One Advent the last remaining friend of her youth sent to her, begging her to come with haste to pass with her the last Christmas they could expect to be together on earth; and the brave old woman, though craving to spend the holy season near her darlings’ graves, went forth to face the inclement weather with as stout a heart as in her youth she had sped along Exeter Beach under the threatening sky. In a little village, with no one near who knew her except her servants, Death laid his hand upon her who had desired him for many days.

“This is a serious illness,” the physician said to her. Then, reading rightly the spirit with which he had to deal, he added: “A sickness unto death, madam.”

“Harness the horses, then,” she said, lifting herself, “and let me get to Ewemouth and die there.”

“Send for a priest,” the doctor answered her. “You have no time to lose.”

“It has been always so, father,” Jane said, looking up pitifully into the face of the priest when at last he came. “From the time that I first earnestly gave myself to God, up to this time, he has thwarted me in every way. Sixty years ago this very Christmas Eve he did it. It all comes back to me as hard to bear as then; and all my life has been like that.” And slowly and with pauses Jane told the story of her night at Lonely Cove.

“It has always been so, father. Whenever I have loved any one or tried to help any one, I have failed or they have left me.”

“My daughter,” the priest replied, “God’s work in a life like yours is far more the subjection of the will than the number of holy actions for others. Be sure that what we think failure is often success in God’s eyes and through his power. He asks one last sacrifice from you. Madam, God has brought you here to add the crowning blessing to your life—the opportunity of a last and entire surrender of your will to his most blessed will. Will you offer to him your whole life, that to you seems so incomplete and marred, judged by your own plans and wishes, saying to him without reserve that you believe, certainly, that his way is far better than yours?”

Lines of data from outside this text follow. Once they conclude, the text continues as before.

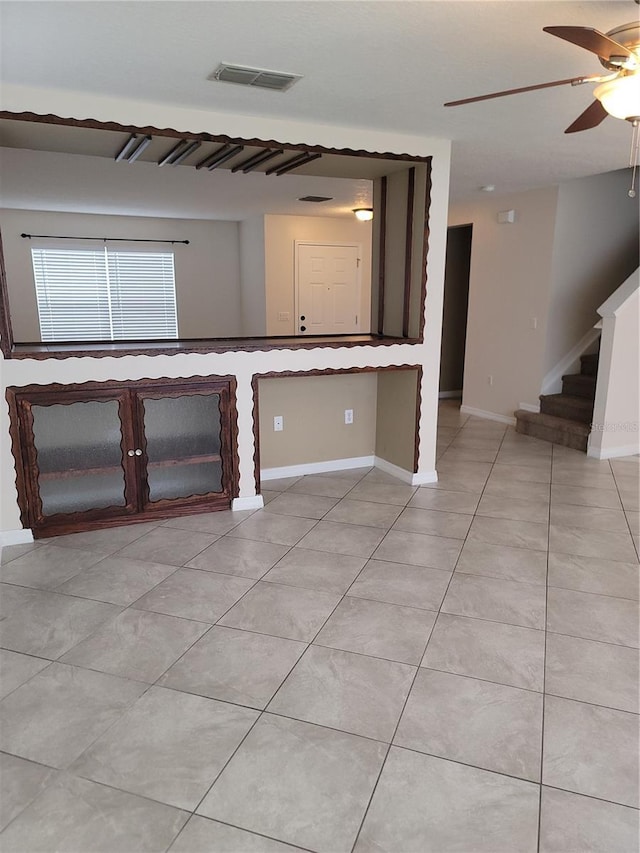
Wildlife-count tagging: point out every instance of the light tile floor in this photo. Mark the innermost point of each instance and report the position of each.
(361, 666)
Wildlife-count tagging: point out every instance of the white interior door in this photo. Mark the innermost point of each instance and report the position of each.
(327, 289)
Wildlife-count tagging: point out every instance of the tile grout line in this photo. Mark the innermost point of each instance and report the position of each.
(544, 658)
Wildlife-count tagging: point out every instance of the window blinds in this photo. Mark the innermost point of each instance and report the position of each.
(105, 294)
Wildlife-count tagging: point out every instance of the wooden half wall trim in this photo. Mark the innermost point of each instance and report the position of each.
(6, 334)
(289, 374)
(425, 251)
(308, 152)
(382, 214)
(406, 305)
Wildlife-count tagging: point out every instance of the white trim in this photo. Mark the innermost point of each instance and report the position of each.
(611, 306)
(613, 452)
(488, 416)
(253, 502)
(552, 382)
(317, 467)
(404, 475)
(15, 537)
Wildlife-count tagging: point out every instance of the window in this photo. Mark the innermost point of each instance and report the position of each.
(105, 294)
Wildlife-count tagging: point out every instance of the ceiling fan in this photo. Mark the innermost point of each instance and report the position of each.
(617, 95)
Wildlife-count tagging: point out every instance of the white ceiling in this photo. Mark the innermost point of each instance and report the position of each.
(380, 64)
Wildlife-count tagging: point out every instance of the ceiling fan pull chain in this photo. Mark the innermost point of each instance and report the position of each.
(633, 157)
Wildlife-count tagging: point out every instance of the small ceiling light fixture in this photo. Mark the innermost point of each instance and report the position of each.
(364, 214)
(621, 97)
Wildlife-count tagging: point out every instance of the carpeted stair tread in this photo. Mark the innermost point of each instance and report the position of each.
(589, 364)
(574, 434)
(567, 406)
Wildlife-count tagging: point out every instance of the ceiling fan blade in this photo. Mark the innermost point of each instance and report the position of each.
(574, 81)
(592, 40)
(591, 117)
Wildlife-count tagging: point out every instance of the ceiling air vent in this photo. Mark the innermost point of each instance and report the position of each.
(277, 81)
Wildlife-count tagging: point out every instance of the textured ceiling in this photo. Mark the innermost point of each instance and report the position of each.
(372, 64)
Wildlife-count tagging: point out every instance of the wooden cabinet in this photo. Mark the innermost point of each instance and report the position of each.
(102, 454)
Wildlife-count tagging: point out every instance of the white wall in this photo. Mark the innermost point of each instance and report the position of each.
(509, 285)
(207, 270)
(616, 414)
(569, 248)
(595, 250)
(281, 232)
(243, 365)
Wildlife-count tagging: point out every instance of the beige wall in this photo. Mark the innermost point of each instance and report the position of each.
(595, 250)
(396, 417)
(207, 270)
(253, 309)
(313, 411)
(509, 286)
(243, 365)
(281, 232)
(568, 249)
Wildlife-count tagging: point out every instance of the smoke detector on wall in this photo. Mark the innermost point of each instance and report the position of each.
(261, 78)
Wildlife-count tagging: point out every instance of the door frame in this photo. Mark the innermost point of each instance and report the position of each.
(296, 287)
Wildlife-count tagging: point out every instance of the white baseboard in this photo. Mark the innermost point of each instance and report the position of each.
(344, 465)
(488, 416)
(253, 502)
(613, 452)
(15, 537)
(406, 476)
(317, 467)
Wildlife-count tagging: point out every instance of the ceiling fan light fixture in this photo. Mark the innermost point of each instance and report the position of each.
(621, 97)
(364, 214)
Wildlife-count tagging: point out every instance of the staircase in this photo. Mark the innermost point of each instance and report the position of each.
(565, 418)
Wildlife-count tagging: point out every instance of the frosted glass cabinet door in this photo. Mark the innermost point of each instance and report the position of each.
(182, 445)
(79, 456)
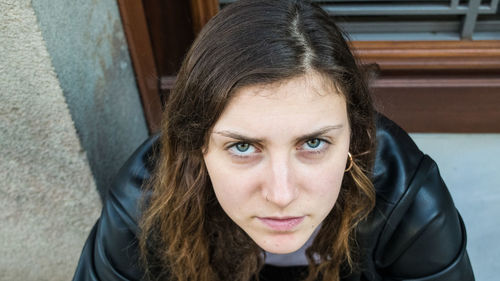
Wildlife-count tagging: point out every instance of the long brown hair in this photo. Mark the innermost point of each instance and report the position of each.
(185, 234)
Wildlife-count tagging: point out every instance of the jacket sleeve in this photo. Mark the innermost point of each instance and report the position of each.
(111, 250)
(426, 238)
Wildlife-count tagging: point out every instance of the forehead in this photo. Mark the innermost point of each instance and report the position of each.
(307, 99)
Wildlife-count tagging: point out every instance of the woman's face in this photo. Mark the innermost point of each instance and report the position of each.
(276, 158)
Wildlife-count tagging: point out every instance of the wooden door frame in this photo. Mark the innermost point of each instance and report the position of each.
(461, 78)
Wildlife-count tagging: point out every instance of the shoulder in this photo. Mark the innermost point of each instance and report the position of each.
(111, 252)
(414, 230)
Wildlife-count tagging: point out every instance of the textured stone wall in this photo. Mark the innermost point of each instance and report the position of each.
(70, 115)
(87, 46)
(48, 199)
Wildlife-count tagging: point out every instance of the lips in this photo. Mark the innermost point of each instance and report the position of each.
(281, 224)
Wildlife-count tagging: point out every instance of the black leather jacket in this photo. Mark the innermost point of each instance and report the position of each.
(414, 232)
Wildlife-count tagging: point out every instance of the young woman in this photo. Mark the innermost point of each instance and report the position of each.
(273, 165)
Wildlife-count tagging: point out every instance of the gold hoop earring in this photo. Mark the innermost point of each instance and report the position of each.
(351, 162)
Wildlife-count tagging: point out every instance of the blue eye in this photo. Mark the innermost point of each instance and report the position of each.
(241, 149)
(314, 145)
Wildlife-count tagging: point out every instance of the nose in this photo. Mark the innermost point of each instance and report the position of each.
(280, 188)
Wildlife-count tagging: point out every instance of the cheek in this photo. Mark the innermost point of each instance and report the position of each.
(324, 184)
(233, 189)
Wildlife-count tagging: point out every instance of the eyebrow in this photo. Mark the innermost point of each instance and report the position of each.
(238, 136)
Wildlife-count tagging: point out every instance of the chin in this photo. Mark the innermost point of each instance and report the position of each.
(282, 243)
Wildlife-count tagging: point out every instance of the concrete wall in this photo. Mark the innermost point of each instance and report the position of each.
(89, 52)
(48, 199)
(70, 115)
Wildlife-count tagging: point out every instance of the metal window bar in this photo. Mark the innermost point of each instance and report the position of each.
(428, 17)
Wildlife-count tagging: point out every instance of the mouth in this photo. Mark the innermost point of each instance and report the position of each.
(281, 224)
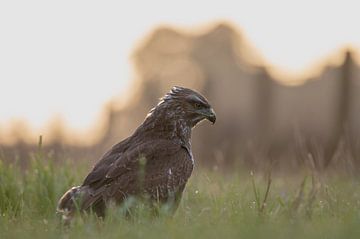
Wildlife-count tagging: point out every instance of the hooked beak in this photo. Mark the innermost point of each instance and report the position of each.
(210, 115)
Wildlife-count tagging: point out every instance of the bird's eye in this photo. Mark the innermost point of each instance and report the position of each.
(197, 106)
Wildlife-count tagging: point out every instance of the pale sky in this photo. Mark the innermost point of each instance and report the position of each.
(70, 57)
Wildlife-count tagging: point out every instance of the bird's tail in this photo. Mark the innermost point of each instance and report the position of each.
(80, 198)
(69, 203)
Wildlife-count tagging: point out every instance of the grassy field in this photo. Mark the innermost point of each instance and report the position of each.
(236, 205)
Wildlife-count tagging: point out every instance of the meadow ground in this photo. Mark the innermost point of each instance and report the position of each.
(214, 205)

He held the crucifix before her, and suddenly the long years seemed to vanish like a dream, and she felt once more the biting cold in the haunted house at Lonely Cove, and again a child nestled upon her heart, bringing with it the thought of the manger-bed, and the question, Why should so much suffering be? And from that manger her thoughts returned to the hard couch of the cross; and to all that mystery of suffering came the mysterious answer, “Not my will, but thine, be done.”